Fue, pues, casi una década de peligros
constantes y enormes, porque los hospitales eran, por igual, propósitos de
guerra de la soldadesca y de los guerrilleros al servicio de España, porque los
predios –como hemos visto- también los eran, y la familia de Maceo igual
objetivo, lo que no arredró nunca a esta extraordinaria hueste de retaguardia
liderada por Mariana, que fue –en abril de 1878- de las últimas en abandonar la
manigua insurrecta en la Guerra de los Diez Años, y no para irse al exilio,
sino para su natal Santiago de Cuba, donde resultó aliento a los conspiradores
de la nueva guerra, hasta que fue conminada a salir para la vecina isla de Jamaica
ante la nueva campaña en ciernes, y en la cual no se quería dar sitio a las
familias del mambisado.
Así y todo, la lejanía no significó desmayo
para los ideales de Mariana, sino una nueva y distinta oportunidad de hacer por
Cuba libre e independiente, alentando e inspirando a la emigración
revolucionaria, empezando por sus propios hijos.

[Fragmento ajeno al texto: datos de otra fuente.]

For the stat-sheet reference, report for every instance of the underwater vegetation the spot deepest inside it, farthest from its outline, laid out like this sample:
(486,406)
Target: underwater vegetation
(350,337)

No fue vano deseo de halagar, lo que inspiro
las elocuentes palabras de nuestro Héroe Nacional, al conocer y tratar a la ya
anciana matrona cubana, sino un acto de elemental justicia hacia quien tantos
méritos ganó en las luchas de su heroico pueblo, apreciación adecuada hacia “
[…] una de la mujeres que más han movido mi corazón […]”, hacia “la viejecita
gloriosa”; la mujer que aún hablaba “ardiente de las peleas de sus hijos, de
sus terrores, de sus alborozos, de cuando vuelva a ser”, hacia
quien aun hablaba con ardor “a los que en nombre de Cuba la van
a ver”, a la mujer […] que, su pueblo entero, de ricos y de pobres, de
arrogantes y de humildes, de hijos de amo y de hijos de siervos, ha seguido a
la tumba en tierra extraña. Murió en Jamaica el 27 de noviembre [de de 1893],
Mariana Maceo.”
No fue puro desahogo, tampoco, el de su hijo
Antonio cuando juzgó como la tercera pena más grande de su vida –la muerte de
su padre y el Zanjón, fueron las dos anteriores- el deceso su madre, ni halago
a la vanidad fue afán por levantarle a Mariana, con el propio peculio y el de
la familia, un monumento en el Kingston de su exilio voluntario, de su
emigración, que recordara a la genuina heroína mambisa.